The Committee proposes that there should always be an assessment of the cumulative impact of budgets and other major initiatives on disabled people, involving the Government Equalities Office and the Office for Disability Issues. Such a move would provide an added layer of protection for those with disabilities and force the government into keeping the needs of disabled people front of mind when proposing new initiatives.

At Hodge Jones & Allen, we regularly bring claims on behalf of those with disabilities, whose rights under the Equality Act have been breached. Through our work, we see the ways in which those with disabilities are failed in multiple ways. It is clear to us that the Equality Act has a crucial role in our society. It operates to break down the barriers faced by those with disabilities.
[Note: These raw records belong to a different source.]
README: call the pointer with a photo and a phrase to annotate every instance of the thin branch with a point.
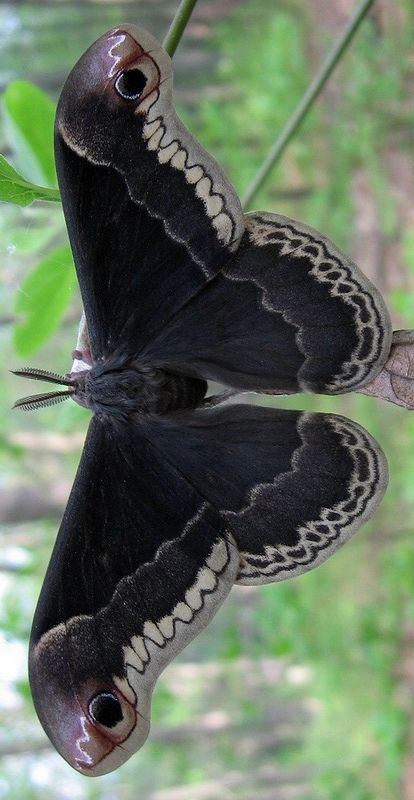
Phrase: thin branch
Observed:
(178, 25)
(306, 102)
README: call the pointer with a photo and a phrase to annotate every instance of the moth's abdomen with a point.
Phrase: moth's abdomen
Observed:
(121, 390)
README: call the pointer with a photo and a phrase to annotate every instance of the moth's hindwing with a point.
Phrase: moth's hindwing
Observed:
(288, 313)
(291, 486)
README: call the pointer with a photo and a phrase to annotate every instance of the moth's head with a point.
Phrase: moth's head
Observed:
(122, 75)
(90, 716)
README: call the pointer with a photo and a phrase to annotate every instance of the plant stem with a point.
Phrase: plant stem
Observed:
(178, 25)
(311, 94)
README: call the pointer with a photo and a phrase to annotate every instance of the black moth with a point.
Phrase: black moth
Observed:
(176, 498)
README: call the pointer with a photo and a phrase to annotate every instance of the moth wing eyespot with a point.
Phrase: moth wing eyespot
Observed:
(112, 713)
(131, 83)
(105, 709)
(137, 81)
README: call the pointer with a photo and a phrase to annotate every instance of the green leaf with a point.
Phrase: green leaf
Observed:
(42, 299)
(16, 189)
(408, 248)
(29, 117)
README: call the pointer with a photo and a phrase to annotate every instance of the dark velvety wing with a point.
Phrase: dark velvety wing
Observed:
(141, 564)
(149, 213)
(288, 313)
(291, 486)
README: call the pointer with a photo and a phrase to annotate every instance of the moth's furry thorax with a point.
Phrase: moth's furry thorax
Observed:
(121, 389)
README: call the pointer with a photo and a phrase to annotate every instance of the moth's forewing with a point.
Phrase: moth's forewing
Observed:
(150, 215)
(141, 563)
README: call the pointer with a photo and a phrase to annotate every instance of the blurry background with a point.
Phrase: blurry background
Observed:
(302, 689)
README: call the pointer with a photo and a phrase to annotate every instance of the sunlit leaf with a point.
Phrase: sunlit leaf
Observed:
(42, 299)
(16, 189)
(29, 116)
(408, 249)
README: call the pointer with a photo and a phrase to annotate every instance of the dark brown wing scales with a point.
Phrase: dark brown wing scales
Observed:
(291, 486)
(291, 313)
(173, 501)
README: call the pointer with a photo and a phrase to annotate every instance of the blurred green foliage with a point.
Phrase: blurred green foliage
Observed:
(344, 625)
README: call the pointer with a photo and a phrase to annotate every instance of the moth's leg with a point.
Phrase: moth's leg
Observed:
(395, 382)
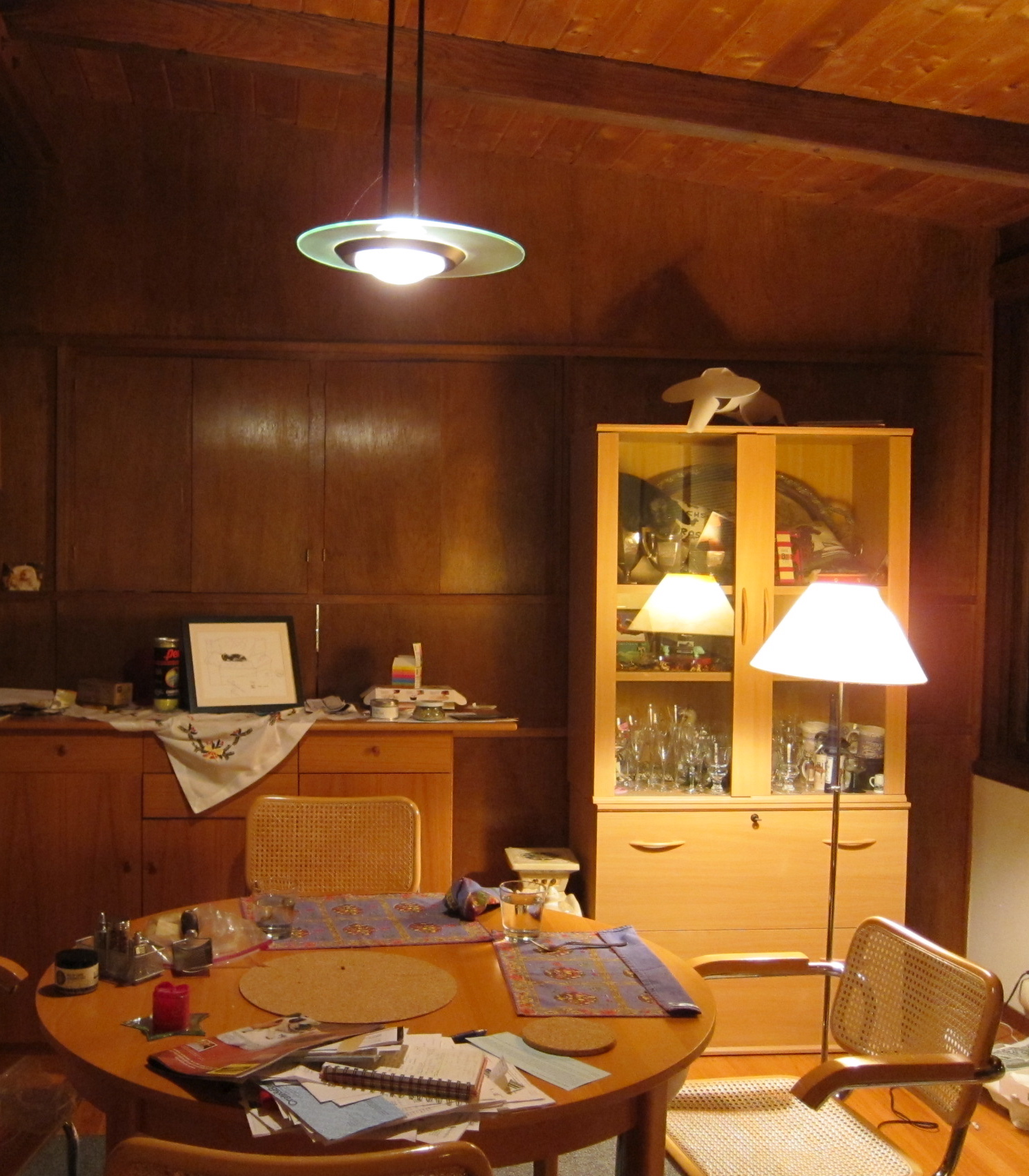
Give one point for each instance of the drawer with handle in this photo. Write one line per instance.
(71, 753)
(747, 868)
(377, 753)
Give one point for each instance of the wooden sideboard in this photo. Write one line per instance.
(95, 820)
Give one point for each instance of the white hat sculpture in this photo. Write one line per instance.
(721, 391)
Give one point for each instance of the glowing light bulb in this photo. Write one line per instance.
(399, 266)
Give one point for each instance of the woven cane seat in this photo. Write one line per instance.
(755, 1126)
(334, 845)
(899, 997)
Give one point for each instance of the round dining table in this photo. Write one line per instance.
(107, 1062)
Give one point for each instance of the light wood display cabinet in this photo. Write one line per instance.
(686, 814)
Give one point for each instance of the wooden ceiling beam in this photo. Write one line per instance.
(562, 84)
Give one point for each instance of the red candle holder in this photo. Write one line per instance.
(170, 1007)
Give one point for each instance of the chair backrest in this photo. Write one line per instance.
(902, 994)
(143, 1156)
(334, 845)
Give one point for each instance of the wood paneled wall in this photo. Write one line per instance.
(195, 419)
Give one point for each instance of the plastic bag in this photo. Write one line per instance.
(231, 934)
(35, 1096)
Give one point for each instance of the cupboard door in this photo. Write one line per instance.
(440, 476)
(252, 507)
(125, 496)
(192, 861)
(72, 850)
(433, 792)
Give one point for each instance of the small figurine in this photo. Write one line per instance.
(721, 391)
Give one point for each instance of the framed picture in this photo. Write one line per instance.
(240, 663)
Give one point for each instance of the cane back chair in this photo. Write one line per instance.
(334, 845)
(143, 1156)
(907, 1014)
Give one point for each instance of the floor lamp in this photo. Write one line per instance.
(839, 631)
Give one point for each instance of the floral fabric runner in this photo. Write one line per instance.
(381, 920)
(578, 982)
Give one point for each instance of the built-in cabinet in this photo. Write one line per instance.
(706, 852)
(95, 820)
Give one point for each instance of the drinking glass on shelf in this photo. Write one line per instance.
(718, 755)
(787, 756)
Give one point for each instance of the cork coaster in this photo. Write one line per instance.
(569, 1037)
(357, 985)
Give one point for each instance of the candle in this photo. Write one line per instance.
(170, 1007)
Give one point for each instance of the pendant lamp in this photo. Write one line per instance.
(404, 250)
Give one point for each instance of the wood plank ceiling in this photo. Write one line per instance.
(961, 57)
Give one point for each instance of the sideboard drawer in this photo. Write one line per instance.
(71, 753)
(377, 753)
(671, 870)
(164, 798)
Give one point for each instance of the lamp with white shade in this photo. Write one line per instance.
(839, 631)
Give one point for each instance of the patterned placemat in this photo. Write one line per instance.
(576, 982)
(380, 920)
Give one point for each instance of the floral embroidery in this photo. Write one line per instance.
(360, 930)
(560, 973)
(214, 748)
(573, 997)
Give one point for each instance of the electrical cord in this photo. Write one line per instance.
(923, 1124)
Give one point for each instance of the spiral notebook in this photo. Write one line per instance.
(431, 1069)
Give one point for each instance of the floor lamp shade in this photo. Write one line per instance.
(687, 604)
(841, 633)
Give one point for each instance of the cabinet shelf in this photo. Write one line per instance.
(660, 675)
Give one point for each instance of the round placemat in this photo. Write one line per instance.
(569, 1037)
(349, 986)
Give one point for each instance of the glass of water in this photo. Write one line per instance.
(274, 913)
(521, 910)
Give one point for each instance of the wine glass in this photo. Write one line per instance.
(718, 755)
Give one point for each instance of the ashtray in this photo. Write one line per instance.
(146, 1027)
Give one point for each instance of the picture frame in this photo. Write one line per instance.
(240, 663)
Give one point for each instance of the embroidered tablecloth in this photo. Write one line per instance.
(381, 920)
(579, 982)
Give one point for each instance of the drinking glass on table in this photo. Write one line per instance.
(273, 912)
(521, 910)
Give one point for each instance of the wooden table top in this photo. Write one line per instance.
(107, 1061)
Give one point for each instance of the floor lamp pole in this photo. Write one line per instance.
(836, 766)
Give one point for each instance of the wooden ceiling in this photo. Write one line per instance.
(910, 107)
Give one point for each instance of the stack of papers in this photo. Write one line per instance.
(329, 1112)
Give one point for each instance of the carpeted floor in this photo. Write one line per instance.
(50, 1159)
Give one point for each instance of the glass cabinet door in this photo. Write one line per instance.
(841, 511)
(674, 623)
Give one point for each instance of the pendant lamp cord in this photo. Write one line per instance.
(387, 117)
(419, 88)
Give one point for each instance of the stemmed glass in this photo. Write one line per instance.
(718, 755)
(787, 754)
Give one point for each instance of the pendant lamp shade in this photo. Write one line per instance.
(687, 604)
(841, 633)
(405, 250)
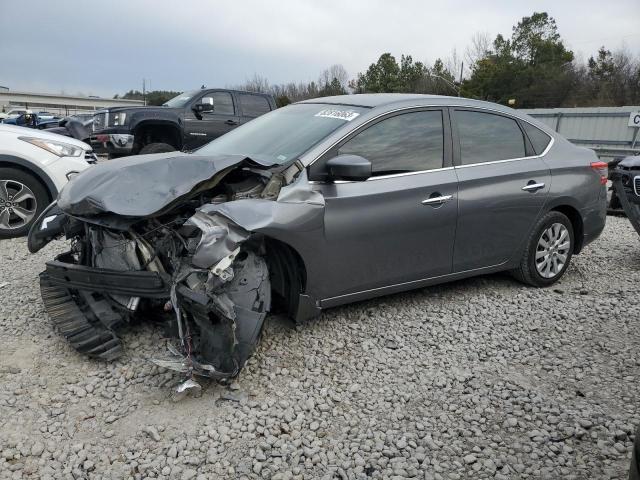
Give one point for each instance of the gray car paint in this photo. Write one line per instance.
(363, 239)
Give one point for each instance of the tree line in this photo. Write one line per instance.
(531, 68)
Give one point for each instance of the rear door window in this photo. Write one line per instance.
(410, 142)
(487, 137)
(222, 103)
(253, 105)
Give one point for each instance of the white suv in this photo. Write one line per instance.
(34, 166)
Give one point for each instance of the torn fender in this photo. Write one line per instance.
(141, 186)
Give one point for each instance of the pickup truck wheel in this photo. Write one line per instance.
(156, 148)
(22, 199)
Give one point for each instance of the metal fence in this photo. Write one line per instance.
(610, 131)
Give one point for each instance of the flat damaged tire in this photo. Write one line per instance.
(223, 342)
(548, 251)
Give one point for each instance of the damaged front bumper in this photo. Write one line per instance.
(626, 184)
(77, 300)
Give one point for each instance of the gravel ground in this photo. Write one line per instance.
(482, 378)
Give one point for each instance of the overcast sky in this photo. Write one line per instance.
(103, 48)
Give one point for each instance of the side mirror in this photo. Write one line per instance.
(349, 167)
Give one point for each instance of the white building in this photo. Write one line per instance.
(58, 104)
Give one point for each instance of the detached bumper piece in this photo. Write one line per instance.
(73, 296)
(83, 321)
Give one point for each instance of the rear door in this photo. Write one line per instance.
(502, 187)
(201, 129)
(391, 229)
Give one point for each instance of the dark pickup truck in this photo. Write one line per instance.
(185, 122)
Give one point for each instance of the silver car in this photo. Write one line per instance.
(318, 204)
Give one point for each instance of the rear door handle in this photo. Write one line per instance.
(533, 187)
(437, 200)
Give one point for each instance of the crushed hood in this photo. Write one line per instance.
(143, 185)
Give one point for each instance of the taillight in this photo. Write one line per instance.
(601, 168)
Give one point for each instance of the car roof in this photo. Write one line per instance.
(43, 134)
(374, 100)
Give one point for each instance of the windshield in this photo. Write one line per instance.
(285, 133)
(181, 100)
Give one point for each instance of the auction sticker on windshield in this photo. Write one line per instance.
(347, 115)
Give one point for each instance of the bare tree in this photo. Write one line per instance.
(257, 83)
(336, 71)
(480, 46)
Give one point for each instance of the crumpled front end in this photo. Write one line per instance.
(189, 267)
(626, 184)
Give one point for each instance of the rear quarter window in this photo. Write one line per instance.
(254, 105)
(537, 137)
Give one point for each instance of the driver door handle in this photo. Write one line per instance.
(533, 187)
(437, 200)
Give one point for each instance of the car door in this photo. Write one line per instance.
(206, 126)
(502, 187)
(399, 225)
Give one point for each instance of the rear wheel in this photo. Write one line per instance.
(156, 148)
(548, 252)
(22, 199)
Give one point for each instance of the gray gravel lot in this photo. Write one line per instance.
(483, 378)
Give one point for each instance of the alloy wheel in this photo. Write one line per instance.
(17, 204)
(552, 251)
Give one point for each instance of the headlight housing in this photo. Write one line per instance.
(117, 119)
(53, 146)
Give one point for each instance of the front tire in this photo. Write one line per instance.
(156, 148)
(22, 199)
(548, 251)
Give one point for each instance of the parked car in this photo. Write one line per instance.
(314, 205)
(34, 166)
(185, 122)
(15, 112)
(32, 120)
(626, 188)
(74, 126)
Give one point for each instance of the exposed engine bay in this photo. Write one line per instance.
(187, 266)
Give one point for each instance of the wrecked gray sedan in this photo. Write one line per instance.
(626, 186)
(314, 205)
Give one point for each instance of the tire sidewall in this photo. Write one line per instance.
(546, 222)
(156, 148)
(42, 198)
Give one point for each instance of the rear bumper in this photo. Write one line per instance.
(112, 143)
(133, 283)
(594, 220)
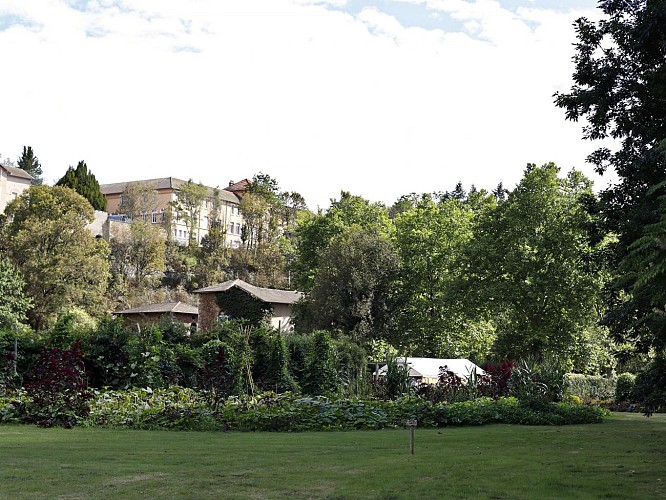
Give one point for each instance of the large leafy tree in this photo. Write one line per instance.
(314, 232)
(430, 237)
(620, 89)
(30, 163)
(62, 263)
(531, 265)
(14, 303)
(83, 181)
(354, 290)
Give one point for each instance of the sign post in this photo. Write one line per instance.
(411, 425)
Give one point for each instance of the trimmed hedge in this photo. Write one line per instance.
(591, 387)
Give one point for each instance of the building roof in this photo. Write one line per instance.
(270, 295)
(16, 172)
(164, 308)
(164, 183)
(429, 367)
(240, 186)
It seeks to make normal day to day activities such as using public transport, going to the bank, having drinks with friends or watching a football match feasible and enjoyable activities for those with disabilities rather than something that prompts anxiety about whether it will be possible. Essentially, the Act seeks to give those with disabilities a normal life and the security of knowing that they have a place in this world and that they are not an afterthought.

However, the law constitutes mere words on a page if it is not implemented and this is why it is important that the political will is demonstrated to ensure that the law fulfils the ends for which it is written. Similarly, if people are unable to enforce it, it become meaningless.

For the 11 million disabled people in the United Kingdom, it is crucial that the full implementation of the Equality Act is effected so that they may lead fulfilling lives and participate fully and equally in our society.